« On est inquiet de la tournure des événements » nous confie Eva Morel, secrétaire générale de QuotaClimat. Selon le Baromètre de la confiance des Français dans les médias de Vérian, daté de janvier 2025, 69 % des Français accordent leur confiance dans les journaux télévisés pour les informer, et ces derniers sont particulièrement exposés.
Les trois ONG ont donc décidé de créer un outil pour analyser l’état de la désinformation dans les médias audiovisuels, utilisant les données de l’Observatoire des Médias sur l’Ecologie. Les premiers résultats viennent d’être publiés.
Polarisation politique
Les radios et chaînes les plus poreuses aux fausses informations sont « polarisées sur un bout du spectre politique » précise Eva Morel. Sud Radio et Cnews arrivent en tête du classement avec respectivement 40 et 26 segments erronés en 3 mois.
Tableau dénombrant les segments identifiés comme contenant de la désinformation pour chaque chaîne (tableau issu du rapport)
Sud Radio réunit 31% des cas, les médias privés 77%. Le rapport pointe la connivence entre les « origines socio-économiques des dirigeants » et une désinformation climatique comme « outil stratégique déployé par des acteurs identifiés (économie carbonée, économie de l’attention, ingérences étrangères, extrême-droite et groupes complotistes) pour favoriser leurs intérêts convergents – car alignés sur l’entrave de l’action environnementale ».

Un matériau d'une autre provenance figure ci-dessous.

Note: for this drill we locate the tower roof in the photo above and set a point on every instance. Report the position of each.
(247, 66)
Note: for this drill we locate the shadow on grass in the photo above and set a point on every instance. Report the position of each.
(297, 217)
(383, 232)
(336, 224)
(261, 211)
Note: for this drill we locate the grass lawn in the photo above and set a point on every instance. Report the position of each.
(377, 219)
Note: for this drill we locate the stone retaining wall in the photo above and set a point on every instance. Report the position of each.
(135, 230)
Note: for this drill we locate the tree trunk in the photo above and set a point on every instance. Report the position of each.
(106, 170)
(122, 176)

« Il y a des médias dont la ligne éditoriale est contradictoire avec les faits scientifiques » commente Eva Morel.
Lien avec les grands événements politiques
Le contexte politique et géopolitique, les ingérences étrangères et la montée des partis d’extrême droite avec leur tendance à la déréglementation climatique, sont des facteurs multipliant les cas de désinformation selon le rapport. On retrouve d’ailleurs une prévalence des fausses informations lors des évènements politiques de grandes ampleurs.

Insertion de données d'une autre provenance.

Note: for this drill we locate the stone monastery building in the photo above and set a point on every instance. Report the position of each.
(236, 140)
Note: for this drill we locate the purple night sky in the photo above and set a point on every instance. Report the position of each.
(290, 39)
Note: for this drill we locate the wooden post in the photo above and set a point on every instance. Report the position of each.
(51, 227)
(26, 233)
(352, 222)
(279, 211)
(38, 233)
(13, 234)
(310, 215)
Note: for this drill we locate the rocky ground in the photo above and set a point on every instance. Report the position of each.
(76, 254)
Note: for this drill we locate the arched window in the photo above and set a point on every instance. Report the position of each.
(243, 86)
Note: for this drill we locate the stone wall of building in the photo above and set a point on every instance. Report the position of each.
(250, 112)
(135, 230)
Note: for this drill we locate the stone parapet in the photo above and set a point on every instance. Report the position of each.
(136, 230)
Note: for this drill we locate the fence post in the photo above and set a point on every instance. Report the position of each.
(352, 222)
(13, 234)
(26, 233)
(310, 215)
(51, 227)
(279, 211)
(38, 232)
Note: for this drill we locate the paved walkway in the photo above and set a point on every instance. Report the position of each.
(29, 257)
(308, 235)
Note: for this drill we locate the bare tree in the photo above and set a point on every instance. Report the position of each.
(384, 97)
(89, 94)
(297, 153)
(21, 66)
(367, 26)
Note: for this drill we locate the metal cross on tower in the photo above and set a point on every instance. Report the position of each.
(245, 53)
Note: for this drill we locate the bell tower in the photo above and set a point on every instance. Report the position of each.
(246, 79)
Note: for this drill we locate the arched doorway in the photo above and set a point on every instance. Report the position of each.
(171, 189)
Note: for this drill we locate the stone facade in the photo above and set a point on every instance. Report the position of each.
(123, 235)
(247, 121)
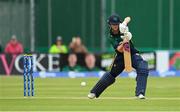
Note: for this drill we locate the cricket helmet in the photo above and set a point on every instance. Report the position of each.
(114, 20)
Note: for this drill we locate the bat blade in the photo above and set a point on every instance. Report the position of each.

L’intronisation de Donald Trump à la Maison Blanche a été marquée par un pic de +150% des cas. « Parmi les 17 extraits contenant de la désinformation la semaine du 20 janvier, 7 mentionnent explicitement Donald Trump pour s’appuyer sur ses propos (soit 41 %) ».
Une autre période de désinformation a été notée lors des semaines du 10 et 17 mars, marquées par le lancement de la consultation publique finale sur la Programmation Pluriannuelle de l’Énergie (PPE) et la sortie du Plan National d’Adaptation au Changement Climatique (PNACC).

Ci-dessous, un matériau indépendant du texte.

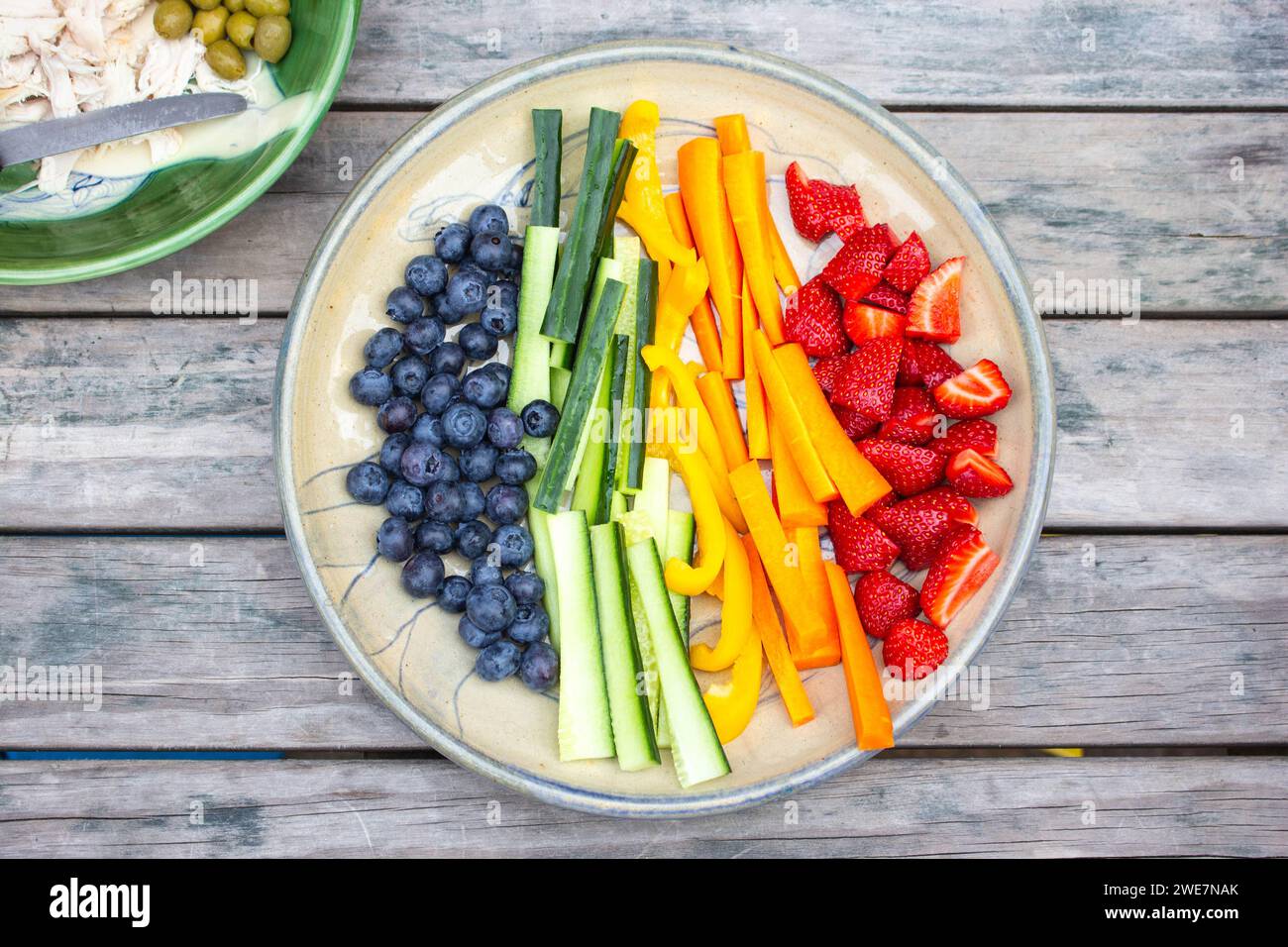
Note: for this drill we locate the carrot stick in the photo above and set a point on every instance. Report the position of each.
(862, 680)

« Cela indique la vulnérabilité du débat public à des tentatives de manipulations, notamment lors d’évènements démocratiques déterminants » développent les ONG.
Attaques des énergies renouvelables et du consensus scientifique
66% des narratifs anti-écologiques identifiés discréditent les solutions à la crise climatique. Deux secteurs sont particulièrement touchés, l’énergie, notamment les énergies renouvelables, et la mobilité, avec les véhicules électriques. Certains médias multiplient les attaques envers le consensus scientifique.
Distribution des cas de narratifs liés au discrédit porté sur le consensus scientifique sur le changement climatique (tableau issu du rapport).
Symbole de la lutte contre le changement climatique et ennemi des climato-sceptiques par leur capacité à mobiliser, les messagers de la transition sont régulièrement discrédités.
Distribution des cas de narratifs liés au discrédit porté sur le consensus scientifique sur le changement climatique (tableau issu du rapport).
Un climato-scepticisme envers la science du climat qui est devenu une ligne de fracture politique dans de nombreux pays selon le Rapport Environnement des Nations Unies.
Un manque de formation des journalistes
Les médias polarisés ne totalisent pas la totalité de la désinformation. Les chaînes et radios publics ou plus impartiaux sont touchés. Une dynamique « inquiétante » qui s’explique principalement par « un manque de formation » selon Eva Morel.
Le rapport estime qu’il est urgent de renforcer « le rôle des journalistes dans la conduite des interviews politiques » et « dans la re-contextualisation des paroles rapportées par d’autres politiques qui, sans contradiction, risquent d’être prises pour argent comptant. »
Le rapport est un condensé des premiers résultats du nouvel outil développé par Data For Good, Quota Climat et science feedback. Le lien intrinsèque entre montée des extrêmes droite et désinformation climatique sera à observer.